JUNE 15, 2006
VOLUME 3 NO. 11

POLICY & POLITICS

Raise your glass to mental health

Senate report calls for booze tax to revamp psych services


Every time a Canadian has a drink, he or she may soon be toasting the nation's collective mental health. Out of the Shadows at Last, a 500-page report chaired by Senator Michael Kirby, calls for a nickel-a-drink tax on every libation consumed in Canada to fund better mental health services.

The idea is Senator Kirby's brainchild. But though he has a PhD in math, he wasn't sure the sin tax would add up to the half-billion dollars we need to get our mental health services up to snuff. "I didn't believe there were enough drinks consumed in the country to raise that much money," he said.

"I played around with a whole bunch of numbers," Senator Kirby told the Toronto Star, before he hit on the nickel-a-drink notion. "It was a pure attempt on our part to make it very difficult for the government to say: 'We can't afford it.'"

For UBC psychiatry professor Dr Kerry Jang, PhD, the booze tax overlooks the fact that we're already a highly taxed country that runs huge surpluses. But he's happy with some of the hefty report's 117 other recommendations, especially suggestions to improve affordable housing and a compassionate clause that allows people to receive employment insurance if they quit their job to take care of a mentally ill loved one.

WITHOUT SHAME
Dr Jang, who was recently recognized by the Confederation of University Faculty Associations of BC for setting up a community-based homelessness program in Vancouver, feels another of the senate report recommendations — a 10-year anti-stigma publicity campaign for mental health — is more interesting.

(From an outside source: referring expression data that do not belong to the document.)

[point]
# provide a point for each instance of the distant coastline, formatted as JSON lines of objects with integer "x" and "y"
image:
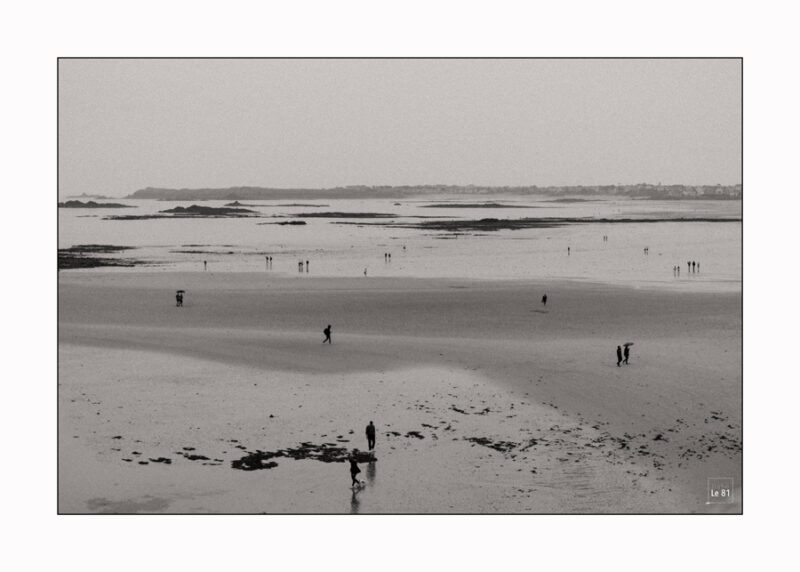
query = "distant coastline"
{"x": 640, "y": 191}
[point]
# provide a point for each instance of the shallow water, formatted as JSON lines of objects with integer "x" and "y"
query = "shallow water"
{"x": 334, "y": 249}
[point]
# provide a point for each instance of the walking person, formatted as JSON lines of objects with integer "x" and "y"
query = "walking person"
{"x": 371, "y": 436}
{"x": 354, "y": 470}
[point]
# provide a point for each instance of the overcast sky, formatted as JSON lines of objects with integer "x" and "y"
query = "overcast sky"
{"x": 130, "y": 124}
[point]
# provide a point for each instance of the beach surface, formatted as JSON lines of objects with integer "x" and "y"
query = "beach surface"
{"x": 484, "y": 399}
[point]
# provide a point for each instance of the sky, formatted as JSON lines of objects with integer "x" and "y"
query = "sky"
{"x": 124, "y": 125}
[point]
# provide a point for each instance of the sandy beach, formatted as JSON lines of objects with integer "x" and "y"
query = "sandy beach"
{"x": 484, "y": 399}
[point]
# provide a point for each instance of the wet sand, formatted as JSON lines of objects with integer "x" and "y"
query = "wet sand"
{"x": 484, "y": 400}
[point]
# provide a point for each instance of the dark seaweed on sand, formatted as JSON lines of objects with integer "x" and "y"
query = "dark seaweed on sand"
{"x": 327, "y": 453}
{"x": 85, "y": 256}
{"x": 493, "y": 224}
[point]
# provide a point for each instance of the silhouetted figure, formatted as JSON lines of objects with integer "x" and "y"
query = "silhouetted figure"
{"x": 354, "y": 470}
{"x": 371, "y": 436}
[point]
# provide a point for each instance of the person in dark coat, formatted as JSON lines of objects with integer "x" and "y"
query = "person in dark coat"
{"x": 371, "y": 436}
{"x": 354, "y": 470}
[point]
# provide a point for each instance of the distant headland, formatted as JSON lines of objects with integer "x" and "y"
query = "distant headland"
{"x": 640, "y": 191}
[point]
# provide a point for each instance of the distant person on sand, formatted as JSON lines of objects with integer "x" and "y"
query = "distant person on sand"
{"x": 371, "y": 436}
{"x": 354, "y": 470}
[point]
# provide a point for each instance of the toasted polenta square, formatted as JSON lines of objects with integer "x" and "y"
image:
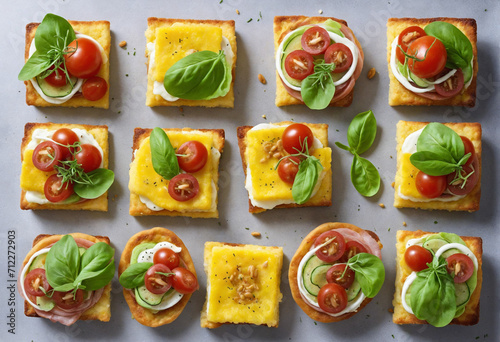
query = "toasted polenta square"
{"x": 33, "y": 179}
{"x": 179, "y": 37}
{"x": 399, "y": 95}
{"x": 145, "y": 183}
{"x": 100, "y": 31}
{"x": 243, "y": 284}
{"x": 404, "y": 185}
{"x": 259, "y": 166}
{"x": 401, "y": 316}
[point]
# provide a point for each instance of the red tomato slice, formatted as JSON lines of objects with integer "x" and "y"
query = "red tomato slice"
{"x": 430, "y": 186}
{"x": 417, "y": 258}
{"x": 184, "y": 281}
{"x": 333, "y": 250}
{"x": 405, "y": 38}
{"x": 35, "y": 281}
{"x": 167, "y": 257}
{"x": 183, "y": 187}
{"x": 86, "y": 61}
{"x": 195, "y": 156}
{"x": 55, "y": 191}
{"x": 158, "y": 283}
{"x": 339, "y": 54}
{"x": 332, "y": 298}
{"x": 47, "y": 155}
{"x": 315, "y": 40}
{"x": 336, "y": 275}
{"x": 94, "y": 88}
{"x": 299, "y": 64}
{"x": 460, "y": 266}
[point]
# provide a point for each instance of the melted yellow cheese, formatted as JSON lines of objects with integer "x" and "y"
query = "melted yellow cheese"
{"x": 175, "y": 42}
{"x": 144, "y": 181}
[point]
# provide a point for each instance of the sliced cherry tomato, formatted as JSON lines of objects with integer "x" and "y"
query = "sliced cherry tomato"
{"x": 452, "y": 86}
{"x": 430, "y": 186}
{"x": 65, "y": 136}
{"x": 299, "y": 64}
{"x": 405, "y": 38}
{"x": 339, "y": 54}
{"x": 315, "y": 40}
{"x": 167, "y": 257}
{"x": 183, "y": 187}
{"x": 417, "y": 258}
{"x": 195, "y": 156}
{"x": 332, "y": 298}
{"x": 47, "y": 154}
{"x": 68, "y": 300}
{"x": 333, "y": 250}
{"x": 294, "y": 138}
{"x": 86, "y": 61}
{"x": 337, "y": 275}
{"x": 460, "y": 266}
{"x": 55, "y": 191}
{"x": 88, "y": 156}
{"x": 35, "y": 281}
{"x": 432, "y": 53}
{"x": 156, "y": 282}
{"x": 184, "y": 281}
{"x": 94, "y": 88}
{"x": 288, "y": 168}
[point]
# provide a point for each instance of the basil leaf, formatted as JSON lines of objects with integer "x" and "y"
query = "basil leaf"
{"x": 133, "y": 276}
{"x": 101, "y": 181}
{"x": 458, "y": 47}
{"x": 196, "y": 76}
{"x": 362, "y": 131}
{"x": 163, "y": 154}
{"x": 364, "y": 176}
{"x": 369, "y": 271}
{"x": 62, "y": 264}
{"x": 306, "y": 179}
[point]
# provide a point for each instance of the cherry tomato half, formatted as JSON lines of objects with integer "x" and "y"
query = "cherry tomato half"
{"x": 333, "y": 250}
{"x": 299, "y": 64}
{"x": 47, "y": 155}
{"x": 68, "y": 300}
{"x": 335, "y": 274}
{"x": 167, "y": 257}
{"x": 86, "y": 61}
{"x": 34, "y": 282}
{"x": 183, "y": 187}
{"x": 88, "y": 156}
{"x": 184, "y": 281}
{"x": 158, "y": 283}
{"x": 417, "y": 258}
{"x": 433, "y": 54}
{"x": 195, "y": 156}
{"x": 405, "y": 38}
{"x": 294, "y": 138}
{"x": 55, "y": 191}
{"x": 332, "y": 298}
{"x": 339, "y": 54}
{"x": 430, "y": 186}
{"x": 460, "y": 266}
{"x": 94, "y": 88}
{"x": 315, "y": 40}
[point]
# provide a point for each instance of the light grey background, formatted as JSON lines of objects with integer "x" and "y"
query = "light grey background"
{"x": 284, "y": 227}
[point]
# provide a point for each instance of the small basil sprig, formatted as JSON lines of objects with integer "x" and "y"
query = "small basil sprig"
{"x": 369, "y": 271}
{"x": 360, "y": 136}
{"x": 163, "y": 154}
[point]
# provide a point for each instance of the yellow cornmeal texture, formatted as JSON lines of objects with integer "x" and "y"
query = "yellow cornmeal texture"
{"x": 146, "y": 182}
{"x": 266, "y": 183}
{"x": 174, "y": 43}
{"x": 221, "y": 303}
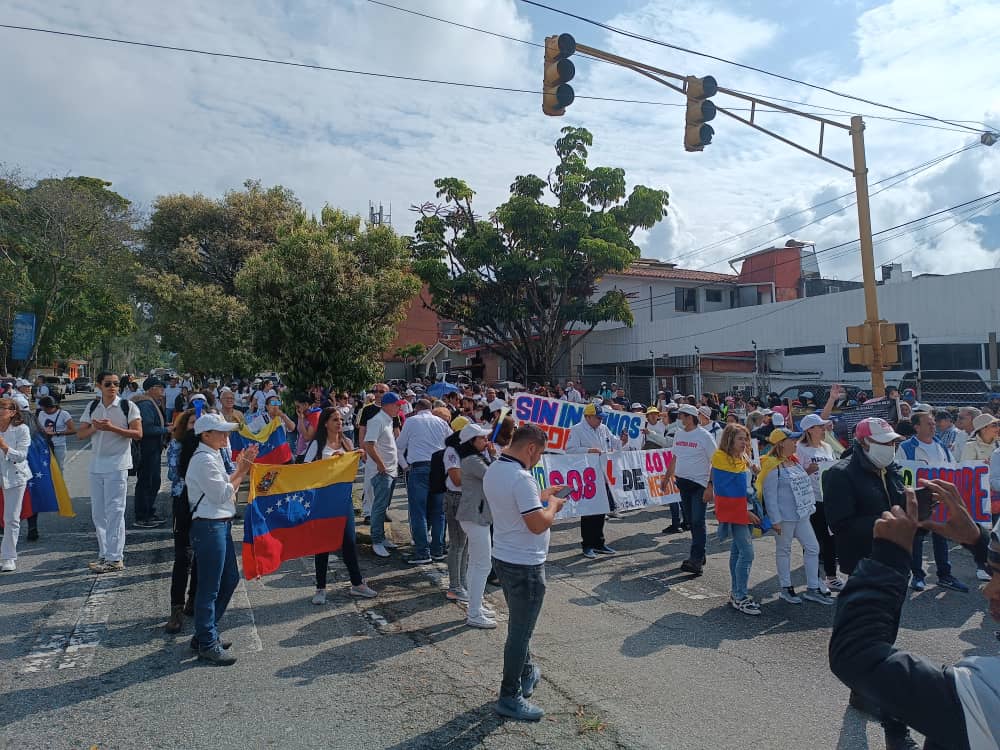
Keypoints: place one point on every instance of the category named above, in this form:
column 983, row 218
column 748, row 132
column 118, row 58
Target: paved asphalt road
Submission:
column 634, row 654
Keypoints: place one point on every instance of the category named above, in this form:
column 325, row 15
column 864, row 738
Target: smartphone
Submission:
column 925, row 503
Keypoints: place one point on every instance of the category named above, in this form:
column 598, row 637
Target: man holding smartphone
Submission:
column 521, row 524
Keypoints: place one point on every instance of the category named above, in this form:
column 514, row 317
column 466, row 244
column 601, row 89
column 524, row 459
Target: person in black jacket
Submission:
column 955, row 708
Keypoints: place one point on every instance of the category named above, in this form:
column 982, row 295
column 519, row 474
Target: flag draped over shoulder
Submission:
column 46, row 492
column 296, row 510
column 273, row 441
column 729, row 485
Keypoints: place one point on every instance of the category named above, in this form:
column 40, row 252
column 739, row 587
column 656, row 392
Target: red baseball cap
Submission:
column 876, row 429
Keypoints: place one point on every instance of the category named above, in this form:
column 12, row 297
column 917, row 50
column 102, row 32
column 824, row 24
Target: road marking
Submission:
column 68, row 642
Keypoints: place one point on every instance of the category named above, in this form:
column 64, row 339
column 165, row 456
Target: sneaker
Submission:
column 482, row 622
column 364, row 591
column 950, row 582
column 789, row 595
column 692, row 566
column 518, row 708
column 834, row 583
column 216, row 655
column 529, row 683
column 746, row 605
column 817, row 597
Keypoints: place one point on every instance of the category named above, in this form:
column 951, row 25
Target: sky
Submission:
column 156, row 122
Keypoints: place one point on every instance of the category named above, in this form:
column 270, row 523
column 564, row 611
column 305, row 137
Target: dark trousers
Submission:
column 592, row 531
column 147, row 479
column 524, row 589
column 349, row 554
column 827, row 548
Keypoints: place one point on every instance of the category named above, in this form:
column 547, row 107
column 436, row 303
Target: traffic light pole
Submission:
column 872, row 319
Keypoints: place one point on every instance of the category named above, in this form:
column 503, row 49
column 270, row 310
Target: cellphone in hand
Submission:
column 925, row 503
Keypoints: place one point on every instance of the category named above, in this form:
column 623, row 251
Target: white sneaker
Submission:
column 482, row 622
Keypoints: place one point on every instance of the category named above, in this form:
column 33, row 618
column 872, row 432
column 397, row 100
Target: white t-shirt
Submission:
column 379, row 431
column 109, row 451
column 512, row 493
column 694, row 450
column 451, row 461
column 819, row 456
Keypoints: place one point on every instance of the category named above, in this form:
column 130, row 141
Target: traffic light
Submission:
column 557, row 94
column 697, row 132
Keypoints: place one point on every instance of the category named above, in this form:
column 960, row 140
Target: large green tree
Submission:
column 521, row 280
column 332, row 294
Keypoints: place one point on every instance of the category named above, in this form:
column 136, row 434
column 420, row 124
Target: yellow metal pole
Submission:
column 867, row 254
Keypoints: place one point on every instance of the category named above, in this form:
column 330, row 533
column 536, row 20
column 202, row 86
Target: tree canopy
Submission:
column 522, row 281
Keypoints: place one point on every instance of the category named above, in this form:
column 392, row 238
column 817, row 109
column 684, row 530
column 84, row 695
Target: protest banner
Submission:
column 581, row 472
column 556, row 417
column 635, row 479
column 971, row 478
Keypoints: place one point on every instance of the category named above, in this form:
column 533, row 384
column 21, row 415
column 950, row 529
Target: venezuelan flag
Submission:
column 729, row 484
column 46, row 492
column 273, row 442
column 296, row 510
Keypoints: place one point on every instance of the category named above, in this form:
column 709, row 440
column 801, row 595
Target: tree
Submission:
column 332, row 295
column 70, row 242
column 194, row 248
column 523, row 280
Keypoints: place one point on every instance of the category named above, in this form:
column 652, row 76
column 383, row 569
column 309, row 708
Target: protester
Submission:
column 112, row 422
column 212, row 500
column 521, row 526
column 15, row 439
column 732, row 478
column 788, row 496
column 814, row 454
column 329, row 440
column 693, row 449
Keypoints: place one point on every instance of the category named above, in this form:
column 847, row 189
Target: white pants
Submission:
column 108, row 491
column 801, row 530
column 13, row 497
column 480, row 551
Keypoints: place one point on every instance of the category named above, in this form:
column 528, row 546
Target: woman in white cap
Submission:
column 788, row 496
column 814, row 452
column 212, row 500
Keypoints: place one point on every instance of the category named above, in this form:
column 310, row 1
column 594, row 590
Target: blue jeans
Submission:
column 218, row 576
column 524, row 589
column 942, row 561
column 418, row 482
column 740, row 559
column 382, row 485
column 693, row 507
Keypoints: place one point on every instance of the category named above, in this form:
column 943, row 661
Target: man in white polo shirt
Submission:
column 693, row 449
column 113, row 422
column 520, row 544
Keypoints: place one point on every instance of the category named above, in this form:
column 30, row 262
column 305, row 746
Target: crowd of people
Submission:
column 763, row 466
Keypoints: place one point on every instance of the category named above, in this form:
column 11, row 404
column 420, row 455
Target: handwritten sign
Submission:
column 971, row 478
column 557, row 417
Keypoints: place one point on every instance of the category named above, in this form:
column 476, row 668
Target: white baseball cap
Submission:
column 213, row 422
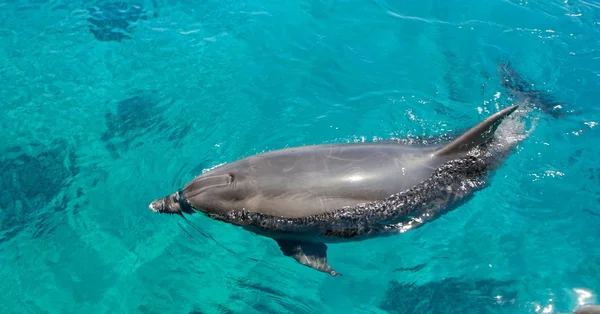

"Out of ignorance and fear, people in the community shun the mentally ill and actively work to have transition homes closed or moved to someone else's back yard," he says. "When the mentally ill are released into the community, they find there are few supports and their conditions worsen. Many self-medicate with street drugs and get involved in the sex trade and crime to support their new habits."

Dr David Goldbloom, a psychiatrist at the Centre for Addiction and Mental Health (CAMH) in Toronto who contributed to the senate report, also stresses the need to battle mental illness stigmas. "It's a sad reflection that in the 21st century a report such as this is deservedly called Out of the Shadows at Last. We're talking about illnesses that affect one in five Canadians — illnesses that cause immeasurable suffering to individuals, their friends and families, and that cause measurable cost to Canadian society."

CALL FOR HELP
Psychiatrist Dr Robert Cooke, medical director of Telehealth at the CAMH, is pleased the senate report calls for more telepsychiatry. "It can certainly help address the problem of access to physician services in under-serviced areas," he says. "In fact, it can assist in MD recruiting and retention, since it reduces the isolation of rural health professionals, who can access consultations by specialists and educational programs by videoconferencing, rather than feeling unsupported and on their own."

Dr Cooke also fully backs the senate report's cure for red tape.

"The call to address interprovincial medical licensing issues in order to facilitate cross-boundary services is very appropriate," he says. "Now, physicians have to apply for a licence on a temporary, repetitive and case-by-case basis each time they offer service to another jurisdiction. It's time consuming, expensive and provides one more barrier to improved distribution of health care resources."

Dr David Goldbloom agrees we need to embrace telepsychiatry. "The reality of Canadian geography and demography is that we need to leverage technology wherever possible," he says. "I would encourage rural family doctors to inquire whether their nearest academic health sciences centre is offering such services."

MIND OF STATE
After all his work on the senate report, Dr Goldbloom sees our mental healthcare performance as a mixed bag. "Canada is a significant contributor to improved understanding and care of people with mental illness. There have been tremendous advances in the basic sciences — like brain imaging — and in clinical areas as well," he says. "But there's no getting around the plain and simple fact that far too many people with mental illness — both youth and adults — get no help at all, get treatments that do not meet our highest standards of care, and have the experience of illness compounded by shame, stigma and discrimination."